Invented in the late 1800s, automobiles are now used by people across the world to move from one place to another. They are powered by an internal combustion engine, which burns gasoline to run the vehicle. Automobiles can be used for passenger transportation, goods transportation, and trading.
The first automobile was conceived in Germany in the late nineteenth century. The German inventor Karl Benz developed the first modern automobile. The German automaker Daimler had the world’s first fully integrated automobile factory by 1909.
The automobile ushered in a new era of mass personal “automobility” in the early twentieth century.
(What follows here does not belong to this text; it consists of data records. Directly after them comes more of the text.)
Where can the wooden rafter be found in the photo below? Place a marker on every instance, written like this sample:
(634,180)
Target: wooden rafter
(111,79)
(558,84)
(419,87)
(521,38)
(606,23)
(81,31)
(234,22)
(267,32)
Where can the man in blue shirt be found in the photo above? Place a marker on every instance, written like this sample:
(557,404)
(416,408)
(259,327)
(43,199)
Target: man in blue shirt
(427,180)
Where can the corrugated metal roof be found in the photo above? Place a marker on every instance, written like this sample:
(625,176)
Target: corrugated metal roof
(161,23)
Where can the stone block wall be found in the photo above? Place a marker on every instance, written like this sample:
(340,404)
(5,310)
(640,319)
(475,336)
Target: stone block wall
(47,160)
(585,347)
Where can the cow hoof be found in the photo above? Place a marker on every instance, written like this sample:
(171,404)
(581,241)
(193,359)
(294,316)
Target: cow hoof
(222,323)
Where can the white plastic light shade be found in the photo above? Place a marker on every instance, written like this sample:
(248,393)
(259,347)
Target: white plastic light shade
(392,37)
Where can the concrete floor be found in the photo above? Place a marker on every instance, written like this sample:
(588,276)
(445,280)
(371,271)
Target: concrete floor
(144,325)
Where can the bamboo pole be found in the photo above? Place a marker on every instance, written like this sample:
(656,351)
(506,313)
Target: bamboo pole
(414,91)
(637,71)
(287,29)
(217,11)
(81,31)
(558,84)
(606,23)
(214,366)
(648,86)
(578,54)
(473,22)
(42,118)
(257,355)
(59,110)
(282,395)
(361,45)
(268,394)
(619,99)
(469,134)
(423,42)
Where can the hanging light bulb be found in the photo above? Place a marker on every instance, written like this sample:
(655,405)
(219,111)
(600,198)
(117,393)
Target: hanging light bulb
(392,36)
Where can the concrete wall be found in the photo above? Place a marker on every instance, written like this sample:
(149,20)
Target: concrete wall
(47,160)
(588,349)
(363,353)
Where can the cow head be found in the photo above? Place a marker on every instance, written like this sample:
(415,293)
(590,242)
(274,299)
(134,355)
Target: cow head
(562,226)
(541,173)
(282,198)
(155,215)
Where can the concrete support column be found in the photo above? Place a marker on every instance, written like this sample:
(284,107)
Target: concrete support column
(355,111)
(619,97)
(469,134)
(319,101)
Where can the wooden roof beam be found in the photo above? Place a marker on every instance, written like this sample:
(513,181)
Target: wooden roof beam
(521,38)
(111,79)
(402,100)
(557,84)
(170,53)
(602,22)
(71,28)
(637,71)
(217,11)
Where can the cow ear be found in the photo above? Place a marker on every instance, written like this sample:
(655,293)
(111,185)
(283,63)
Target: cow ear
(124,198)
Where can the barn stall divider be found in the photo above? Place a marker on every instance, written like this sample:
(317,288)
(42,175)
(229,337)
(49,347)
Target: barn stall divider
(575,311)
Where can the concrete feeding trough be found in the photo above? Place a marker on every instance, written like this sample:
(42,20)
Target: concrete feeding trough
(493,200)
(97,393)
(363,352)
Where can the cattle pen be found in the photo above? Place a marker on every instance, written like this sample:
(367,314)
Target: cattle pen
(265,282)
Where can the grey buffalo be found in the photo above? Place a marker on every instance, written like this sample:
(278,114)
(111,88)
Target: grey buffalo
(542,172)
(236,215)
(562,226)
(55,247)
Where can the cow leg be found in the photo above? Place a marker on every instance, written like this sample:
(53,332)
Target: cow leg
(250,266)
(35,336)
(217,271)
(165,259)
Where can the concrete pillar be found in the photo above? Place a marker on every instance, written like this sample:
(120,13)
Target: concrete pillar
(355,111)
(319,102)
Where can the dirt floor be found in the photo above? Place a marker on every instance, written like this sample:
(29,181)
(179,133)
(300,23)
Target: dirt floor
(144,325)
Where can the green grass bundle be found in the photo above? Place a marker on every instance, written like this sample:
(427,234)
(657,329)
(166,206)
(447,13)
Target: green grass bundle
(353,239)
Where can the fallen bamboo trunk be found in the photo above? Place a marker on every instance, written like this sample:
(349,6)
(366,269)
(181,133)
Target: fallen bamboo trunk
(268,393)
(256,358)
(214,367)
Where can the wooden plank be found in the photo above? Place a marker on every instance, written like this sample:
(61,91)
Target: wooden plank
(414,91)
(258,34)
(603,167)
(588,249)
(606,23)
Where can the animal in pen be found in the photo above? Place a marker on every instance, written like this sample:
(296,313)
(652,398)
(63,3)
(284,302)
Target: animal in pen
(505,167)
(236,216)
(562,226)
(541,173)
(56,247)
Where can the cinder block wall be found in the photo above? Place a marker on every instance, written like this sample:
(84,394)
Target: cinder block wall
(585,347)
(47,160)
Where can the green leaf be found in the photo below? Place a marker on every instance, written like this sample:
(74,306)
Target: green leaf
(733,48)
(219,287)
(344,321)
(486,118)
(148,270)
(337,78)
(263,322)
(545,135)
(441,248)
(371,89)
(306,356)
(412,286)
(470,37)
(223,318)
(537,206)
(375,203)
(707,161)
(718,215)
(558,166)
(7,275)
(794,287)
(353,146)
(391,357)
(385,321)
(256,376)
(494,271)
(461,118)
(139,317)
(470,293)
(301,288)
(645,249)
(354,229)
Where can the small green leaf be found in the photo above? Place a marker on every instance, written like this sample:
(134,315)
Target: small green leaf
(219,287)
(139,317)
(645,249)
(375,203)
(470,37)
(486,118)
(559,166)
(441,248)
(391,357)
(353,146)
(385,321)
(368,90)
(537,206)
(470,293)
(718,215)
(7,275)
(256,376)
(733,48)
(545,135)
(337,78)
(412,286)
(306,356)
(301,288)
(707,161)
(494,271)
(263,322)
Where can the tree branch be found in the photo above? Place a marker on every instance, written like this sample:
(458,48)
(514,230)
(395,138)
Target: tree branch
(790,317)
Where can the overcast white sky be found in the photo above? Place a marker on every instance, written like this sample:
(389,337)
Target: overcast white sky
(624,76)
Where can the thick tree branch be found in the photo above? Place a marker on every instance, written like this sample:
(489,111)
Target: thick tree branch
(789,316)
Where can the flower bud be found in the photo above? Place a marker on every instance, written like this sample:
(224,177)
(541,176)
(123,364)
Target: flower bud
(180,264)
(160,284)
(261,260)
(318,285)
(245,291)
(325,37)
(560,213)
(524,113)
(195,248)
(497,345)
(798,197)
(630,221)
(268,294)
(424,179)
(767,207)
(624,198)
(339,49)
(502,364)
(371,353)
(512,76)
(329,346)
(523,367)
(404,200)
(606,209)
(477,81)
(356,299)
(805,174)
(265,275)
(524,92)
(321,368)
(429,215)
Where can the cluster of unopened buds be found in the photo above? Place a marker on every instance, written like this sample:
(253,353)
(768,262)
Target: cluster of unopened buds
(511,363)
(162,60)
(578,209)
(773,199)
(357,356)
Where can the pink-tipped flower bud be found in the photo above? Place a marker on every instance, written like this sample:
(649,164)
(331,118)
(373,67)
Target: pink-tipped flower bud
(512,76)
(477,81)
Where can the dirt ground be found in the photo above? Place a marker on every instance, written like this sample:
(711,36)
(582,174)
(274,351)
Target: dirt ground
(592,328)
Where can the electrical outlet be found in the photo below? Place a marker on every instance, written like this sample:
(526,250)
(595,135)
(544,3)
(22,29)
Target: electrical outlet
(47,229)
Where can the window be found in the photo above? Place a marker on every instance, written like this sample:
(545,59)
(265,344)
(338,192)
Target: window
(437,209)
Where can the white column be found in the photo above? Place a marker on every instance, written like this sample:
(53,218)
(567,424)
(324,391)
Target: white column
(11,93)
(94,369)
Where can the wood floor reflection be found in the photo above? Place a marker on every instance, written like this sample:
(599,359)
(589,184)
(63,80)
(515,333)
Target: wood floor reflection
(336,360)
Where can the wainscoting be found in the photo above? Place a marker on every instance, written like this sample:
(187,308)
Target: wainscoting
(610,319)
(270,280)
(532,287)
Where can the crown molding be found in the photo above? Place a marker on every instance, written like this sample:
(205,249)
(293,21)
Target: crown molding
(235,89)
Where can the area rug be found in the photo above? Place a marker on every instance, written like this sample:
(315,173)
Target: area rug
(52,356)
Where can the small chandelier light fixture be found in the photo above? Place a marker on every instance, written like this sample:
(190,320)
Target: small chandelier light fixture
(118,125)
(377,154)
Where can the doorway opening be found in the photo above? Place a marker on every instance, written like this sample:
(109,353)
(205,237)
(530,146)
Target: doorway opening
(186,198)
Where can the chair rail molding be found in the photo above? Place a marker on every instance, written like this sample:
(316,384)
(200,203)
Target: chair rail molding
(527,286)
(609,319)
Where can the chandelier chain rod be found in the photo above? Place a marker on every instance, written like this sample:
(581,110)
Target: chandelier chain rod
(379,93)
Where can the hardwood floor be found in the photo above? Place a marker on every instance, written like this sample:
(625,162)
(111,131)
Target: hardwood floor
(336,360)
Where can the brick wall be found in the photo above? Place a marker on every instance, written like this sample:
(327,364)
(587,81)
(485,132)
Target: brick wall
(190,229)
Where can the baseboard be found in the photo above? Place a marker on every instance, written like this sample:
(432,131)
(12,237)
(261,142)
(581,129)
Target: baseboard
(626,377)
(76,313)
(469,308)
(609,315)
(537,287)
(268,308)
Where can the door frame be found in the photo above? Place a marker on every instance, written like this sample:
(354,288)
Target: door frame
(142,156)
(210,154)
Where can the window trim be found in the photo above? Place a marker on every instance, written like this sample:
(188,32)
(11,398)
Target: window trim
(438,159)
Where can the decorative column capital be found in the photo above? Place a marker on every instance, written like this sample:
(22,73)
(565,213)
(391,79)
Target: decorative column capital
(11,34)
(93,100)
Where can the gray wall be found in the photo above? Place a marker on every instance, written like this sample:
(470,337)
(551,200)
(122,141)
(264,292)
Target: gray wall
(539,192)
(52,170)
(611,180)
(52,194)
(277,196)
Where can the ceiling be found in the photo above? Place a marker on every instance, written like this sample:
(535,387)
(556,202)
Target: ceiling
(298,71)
It also revolutionized the petroleum industry. During the 1920s, the automobile industry became the largest consumer of industrial products. It also helped to revolutionize the steel industry.
The Ford Motor Company established a manufacturing plant in Highland Park, Michigan, in 1910. The company produced 100 cars a day. The automobile’s affordability encouraged the middle class to buy cars. The Model T runabout sold for $575 in 1912.
In the 1920s, the automobile industry was the backbone of a new consumer goods-oriented society. It became the chief customer of the steel industry.
The automobile also fueled growth in the tourism industry. It increased recreational activity and brought better medical care to rural America. The automobile also helped to break the rural isolation and create better schools and urban amenities.
By the mid-1920s, the automobile industry surpassed the steel industry as the leading consumer of industrial products. It also provided one out of six jobs in the United States in 1982.